J.B. Hunt (JBHT) Sees Tightening Trucking Market As Demand Outpaces Early Expectations

J.B. Hunt Transport Services (JBHT) delivered an optimistic outlook to investors, citing a meaningfully tighter trucking market than the company anticipated heading into 2026.

Management made the upbeat remarks at the Barclays 43rd Annual Industrial Select Conference in Miami, drawing attention from analysts tracking the freight sector.

“Demand seems to be a little bit more positive than what we were expecting early January,” said Brad Delco, J.B. Hunt’s chief financial officer, at the conference.

Tender rejections and spot rates began climbing the week before Thanksgiving and have not undergone the typical seasonal pullback that usually follows the holiday period.

Delco acknowledged that severe winter storms in December and January contributed to the market shift, though many of J.B. Hunt’s customers still view the changes as temporary rather than structural.

Despite that customer caution, Delco expressed confidence that a “pretty considerable amount of supply attrition” has taken place in the broader trucking market.

The capacity squeeze has been most visible inside J.B. Hunt’s own operations, particularly on purchased transportation expense lines within its brokerage and truckload business units.

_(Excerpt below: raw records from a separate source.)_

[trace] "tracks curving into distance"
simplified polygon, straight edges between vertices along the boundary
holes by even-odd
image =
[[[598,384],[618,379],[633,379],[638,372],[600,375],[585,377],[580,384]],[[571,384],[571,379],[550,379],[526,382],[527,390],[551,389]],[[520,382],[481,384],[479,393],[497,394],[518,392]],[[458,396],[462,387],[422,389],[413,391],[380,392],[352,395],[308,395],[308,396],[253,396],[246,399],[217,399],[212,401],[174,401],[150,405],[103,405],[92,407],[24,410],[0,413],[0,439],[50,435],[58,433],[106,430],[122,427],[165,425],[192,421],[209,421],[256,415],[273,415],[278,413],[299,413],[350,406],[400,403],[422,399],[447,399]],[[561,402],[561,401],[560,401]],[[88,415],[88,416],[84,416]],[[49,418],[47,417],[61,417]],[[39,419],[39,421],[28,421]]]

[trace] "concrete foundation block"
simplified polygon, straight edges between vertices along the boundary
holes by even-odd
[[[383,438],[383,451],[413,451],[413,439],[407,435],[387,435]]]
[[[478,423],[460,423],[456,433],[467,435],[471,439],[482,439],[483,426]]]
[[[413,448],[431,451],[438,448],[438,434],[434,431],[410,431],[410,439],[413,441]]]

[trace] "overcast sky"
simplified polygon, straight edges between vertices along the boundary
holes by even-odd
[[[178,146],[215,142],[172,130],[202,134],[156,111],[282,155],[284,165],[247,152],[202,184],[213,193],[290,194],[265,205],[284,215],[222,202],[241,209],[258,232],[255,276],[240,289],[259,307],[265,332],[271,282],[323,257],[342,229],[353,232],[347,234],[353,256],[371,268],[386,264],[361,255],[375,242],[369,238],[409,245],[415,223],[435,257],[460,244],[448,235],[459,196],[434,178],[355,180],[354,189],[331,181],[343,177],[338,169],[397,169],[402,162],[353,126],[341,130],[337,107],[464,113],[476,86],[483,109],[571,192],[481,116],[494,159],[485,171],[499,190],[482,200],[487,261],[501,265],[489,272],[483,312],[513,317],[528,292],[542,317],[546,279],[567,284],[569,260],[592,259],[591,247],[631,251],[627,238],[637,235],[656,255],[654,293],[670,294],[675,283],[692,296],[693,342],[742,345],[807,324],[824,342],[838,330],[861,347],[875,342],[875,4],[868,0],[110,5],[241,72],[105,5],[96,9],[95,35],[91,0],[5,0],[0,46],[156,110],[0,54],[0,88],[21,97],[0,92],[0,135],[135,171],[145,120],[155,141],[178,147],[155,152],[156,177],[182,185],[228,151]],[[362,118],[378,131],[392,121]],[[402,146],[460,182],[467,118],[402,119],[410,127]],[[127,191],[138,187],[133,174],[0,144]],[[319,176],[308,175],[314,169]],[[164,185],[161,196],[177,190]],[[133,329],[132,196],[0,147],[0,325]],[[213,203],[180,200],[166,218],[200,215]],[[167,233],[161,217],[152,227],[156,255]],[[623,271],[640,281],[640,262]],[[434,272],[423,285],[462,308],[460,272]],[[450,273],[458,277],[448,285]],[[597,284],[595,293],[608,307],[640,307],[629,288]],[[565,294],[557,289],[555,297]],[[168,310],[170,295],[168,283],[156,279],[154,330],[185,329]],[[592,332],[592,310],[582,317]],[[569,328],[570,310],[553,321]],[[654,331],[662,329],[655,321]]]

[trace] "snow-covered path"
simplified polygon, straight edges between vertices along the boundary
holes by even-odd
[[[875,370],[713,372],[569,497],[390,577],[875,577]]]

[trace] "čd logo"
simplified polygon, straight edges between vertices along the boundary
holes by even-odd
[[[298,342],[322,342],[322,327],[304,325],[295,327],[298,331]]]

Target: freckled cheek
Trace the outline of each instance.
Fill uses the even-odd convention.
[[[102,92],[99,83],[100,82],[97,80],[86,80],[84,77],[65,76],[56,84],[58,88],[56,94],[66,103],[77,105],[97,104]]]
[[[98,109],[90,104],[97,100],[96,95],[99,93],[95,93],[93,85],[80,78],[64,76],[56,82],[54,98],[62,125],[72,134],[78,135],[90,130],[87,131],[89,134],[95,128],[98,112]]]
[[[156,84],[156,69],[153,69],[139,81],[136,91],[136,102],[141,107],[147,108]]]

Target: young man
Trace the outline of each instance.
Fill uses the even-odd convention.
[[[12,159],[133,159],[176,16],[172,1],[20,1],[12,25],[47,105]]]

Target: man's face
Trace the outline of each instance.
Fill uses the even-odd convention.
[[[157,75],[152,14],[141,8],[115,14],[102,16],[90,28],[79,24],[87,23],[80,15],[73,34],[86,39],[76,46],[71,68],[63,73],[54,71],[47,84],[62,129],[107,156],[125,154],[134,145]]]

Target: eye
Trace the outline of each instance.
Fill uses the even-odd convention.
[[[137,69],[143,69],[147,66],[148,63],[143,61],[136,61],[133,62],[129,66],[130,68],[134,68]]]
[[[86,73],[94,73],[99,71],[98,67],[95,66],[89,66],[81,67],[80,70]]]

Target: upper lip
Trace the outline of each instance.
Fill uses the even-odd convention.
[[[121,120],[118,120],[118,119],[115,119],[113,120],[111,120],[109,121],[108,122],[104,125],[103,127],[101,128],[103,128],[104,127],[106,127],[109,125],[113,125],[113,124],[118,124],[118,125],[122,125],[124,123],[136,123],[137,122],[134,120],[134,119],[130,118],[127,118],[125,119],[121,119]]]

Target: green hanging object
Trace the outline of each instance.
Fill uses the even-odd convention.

On the dedicated side, J.B. Hunt’s pipeline is positioned for net fleet growth in 2026 after the company inked deals with 41 new customers last year, a company record.

The dedicated fleet contracted by roughly 100 units net in the prior year despite selling dedicated service on 1,200 tractors, as planned customer attrition offset new wins during that period.

Management reiterated a longer-term target of 800 to 1,000 trucks of net annual growth, with most expansion historically coming from scaling existing customer relationships rather than new accounts.

New customer accounts typically operate at a loss for the first three months and reach breakeven around month six, meaning accounts signed after June generally weigh on annual results.

J.B. Hunt’s intermodal segment has also shown momentum, posting two-year-stacked growth rates in the high-single digits throughout 2025 and an 11% gain in the fourth quarter.

Delco pointed out the significance of that growth occurring under conditions that would typically suppress intermodal volumes, including excess truckload capacity and relatively low fuel prices.

“We don’t have either of those tailwinds right now and we’re seeing that type of growth in a market where we compete more directly with trucks,” Delco said.

The intermodal business has also benefited from a third consecutive year of strong rail service, a factor that has helped J.B. Hunt gain share particularly in eastern markets.

Investors have responded positively to the company’s conference commentary, viewing the supply attrition narrative as a potential catalyst for improved pricing power across J.B. Hunt’s business segments.